Интонирование игры ^Ьээр шаалган происходит как особые способы и техники разбивания кости (их, по утверждению знатоков, более 20), как шаманский танец по выразительности внешних и внутренних состояний игроков-героев, как особое состояние публики (зрительское, созерцательное, идентификационное и др.).
Образно-знаковые системы в сфере этнического сознания бурята неизменно окрашены исторически сложившимся и индивидуально выражаемым интонированием различных религиозных воззрений. Взаимопроникновение различных форм религиозных воззрений, культов, мифологии определяет религиозный синкретизм, амбивалентность [7], напряженность идентификационных практик современных бурят [51; 62]. Анимизм в самосознании бурят находится в сложном переплетении с тотемизмом, фетишизмом, магией и другими архаичными формами религии [63].

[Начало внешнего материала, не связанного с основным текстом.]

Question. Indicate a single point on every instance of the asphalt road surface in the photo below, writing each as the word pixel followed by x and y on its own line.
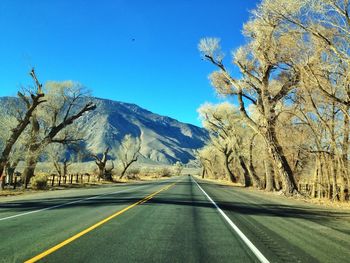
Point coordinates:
pixel 181 219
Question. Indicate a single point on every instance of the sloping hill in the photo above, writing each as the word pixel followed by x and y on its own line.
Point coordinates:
pixel 163 139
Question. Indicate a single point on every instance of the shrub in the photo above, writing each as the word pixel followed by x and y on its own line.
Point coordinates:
pixel 164 172
pixel 39 182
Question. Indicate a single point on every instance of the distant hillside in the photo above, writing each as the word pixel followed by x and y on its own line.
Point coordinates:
pixel 163 139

Именно к тотемизму восходят такие образцы бурятского мифологического сознания, как почитание антропоморфных божеств: быка Буха нойон — предка западных бурят; лебедя Хун шубуун — предка восточных бурят. Тотемизм глубинно соединен с фетишизмом. К фетишизму восходят: культ буудалов — камней, стрел и других предметов, считавшихся «спустившимися» с неба; культ сэргэ — коновязь, сохраняющий свою ритуально-символическую значимость и в наши дни; культ онгонов — изображений родовых духов, духов предков, многообразных талисманов и амулетов [64].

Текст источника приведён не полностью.